The government argues that rather than saving people money, promotions on unhealthy items tend to mean people simply buy more, while the removal of junk foods from prominent locations also aims to tackle ‘pester power’ from children.

Calorie displays on alcohol products

A consultation is planned to look into providing calorie labelling on alcohol, including beer, wine and spirits.

Alcohol can be incredibly high in calories - there 210 calories in a pint of Guinness and more than 2,000 calories in a bottle of whisky - and it is estimated that alcohol accounts for nearly ten per cent of the calorie intake of those who drink.

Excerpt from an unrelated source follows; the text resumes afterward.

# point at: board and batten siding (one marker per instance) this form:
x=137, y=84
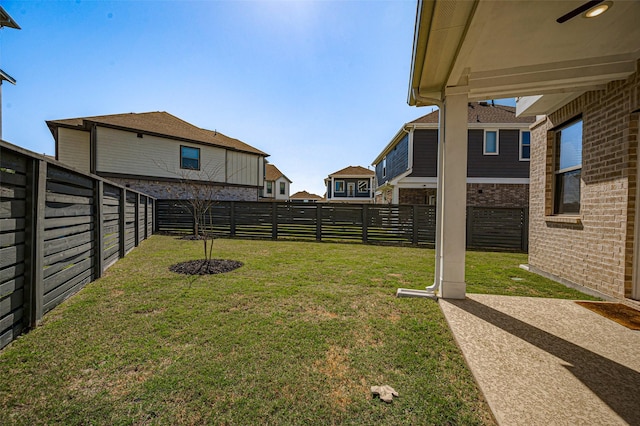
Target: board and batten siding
x=76, y=148
x=124, y=152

The new plans aim to make people more aware of the ‘liquid calories’ they are consuming, with a recent study by researchers at Harvard University discovering that labelling food items with calorie information can lead to a reduction in the amount customers purchase. 

No more free refills 

The government says: “Free refills of sugary soft drinks will also be prohibited in the eating-out sector.”

This is expected to include unlimited offers of soft drinks alongside meals.

Public Health Minister Jo Churchill said: “We know families want to be presented with healthier choices. This is why we are restricting promotions and introducing a range of measures to make sure the healthy choice is the easy choice.”